The project — known as Future Growth and Well Pressure Management (FGP-WPMP) — was 81% complete at the end of February after the pace of construction suffered a major setback last year, following the evacuation of thousands of builders to halt the spread of Covid-19 infection.
Kazakh authorities now expect the Tengiz expansion project to be put into operation by the end of 2023, against an earlier target of 2022.
Kazakhstan’s sole major greenfield, Kashagan, is expected to see a 4% decline in output to 294,000 bpd this year, despite last year’s upgrades that raised the production capacity to 400,000 bpd, according to Nogayev.
The minister also said authorities are continuing discussions on a long-term expansion plan for the Kashagan project — proposed by its operator, North Caspian Operating Company — with the parameters of the multibillion-dollar effort expected to be finalised by the end of this year.
Nogayev said the operator will continue to hold back production in line with Opec+ orders.
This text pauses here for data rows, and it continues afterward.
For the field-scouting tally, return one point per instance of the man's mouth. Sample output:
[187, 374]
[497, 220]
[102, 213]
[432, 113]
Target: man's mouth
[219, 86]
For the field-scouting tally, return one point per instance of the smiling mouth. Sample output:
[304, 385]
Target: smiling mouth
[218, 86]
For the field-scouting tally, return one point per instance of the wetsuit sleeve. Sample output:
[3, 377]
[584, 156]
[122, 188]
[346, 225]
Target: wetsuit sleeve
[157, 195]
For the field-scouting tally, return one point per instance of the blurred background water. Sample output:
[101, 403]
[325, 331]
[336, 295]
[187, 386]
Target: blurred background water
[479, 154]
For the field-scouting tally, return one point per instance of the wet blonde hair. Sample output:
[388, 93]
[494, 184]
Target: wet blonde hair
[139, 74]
At an Opec+ meeting on 4 March, members of the alliance agreed to allow Kazakhstan to grow the country’s total oil production by just 20,000 bpd from 1 April to about 1.46 million bpd.
Kazakhstan’s third major development, Karachaganak — jointly led by Shell and Eni — is excluded from the country’s commitment to Opec+ as it produces mostly gas condensate.
However, the ministry still anticipates that Karachaganak output will fall marginally to 249,000 bpd this year, but it will be compensated by continuing growth in gas production to 21.4 billion cubic metres.
Despite these declines, the ministry expects slight growth of production at onshore legacy fields, operated by state producer KazMunaygaz E&P, and at other assets developed by China National Petroleum Company and privately held operators.
(Correction: This article has been amended to remove a reference in the eight paragraph to an oil company as leading the North Caspian Operating Company.)